Et le colonel, mis au courant, déclara d’un ton sévère :

— Eh bien, le capitaine avait là une jolie connaissance. Je lui en ferai mes compliments.

Au bout d’une douzaine de jours, il fut appelé par une nouvelle lettre d’Irma. Il la déchira avec rage, et ne répondit pas.

Huit jours plus tard, elle lui écrivit de nouveau qu’elle était tout à fait mal, et qu’elle voulait lui dire adieu.

Il ne répondit pas.

Après quelques jours encore, il reçut la visite de l’aumônier de l’hôpital.

La fille Irma Pavolin, à son lit de mort, le suppliait de venir.

Il n’osa pas refuser de suivre l’aumônier, mais il entra dans l’hôpital le cœur gonflé de rancune méchante, de vanité blessée, d’orgueil humilié.
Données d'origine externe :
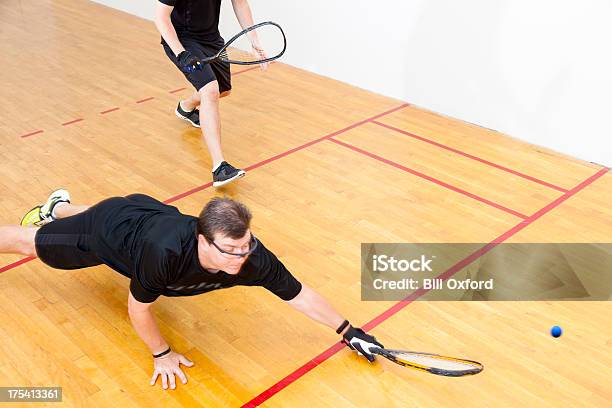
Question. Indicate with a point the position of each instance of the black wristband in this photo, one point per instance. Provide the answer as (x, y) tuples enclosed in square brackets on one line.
[(163, 353), (342, 326)]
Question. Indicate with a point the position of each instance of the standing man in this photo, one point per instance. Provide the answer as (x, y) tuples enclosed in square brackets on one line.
[(190, 32), (166, 253)]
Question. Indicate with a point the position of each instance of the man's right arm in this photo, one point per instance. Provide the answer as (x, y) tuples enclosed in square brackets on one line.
[(165, 27), (166, 366), (144, 323)]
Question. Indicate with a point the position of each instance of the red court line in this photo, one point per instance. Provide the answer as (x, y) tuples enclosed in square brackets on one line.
[(16, 263), (72, 121), (319, 359), (109, 110), (481, 160), (312, 142), (244, 70), (32, 133), (188, 193), (429, 178), (254, 166)]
Il ne la trouva guère changée et pensa qu’elle s’était moquée de lui.

— Qu’est-ce que tu me veux ? dit-il.

J’ai voulu te dire adieu. Il paraît que je suis tout à fait bas.

Il ne la crut pas.

— Ecoute, tu me rends la risée du régiment, et je ne veux pas que ça continue.

Elle demanda :

— Qu’est-ce que je t’ai fait, moi ?

Il s’irrita de n’avoir rien à répondre.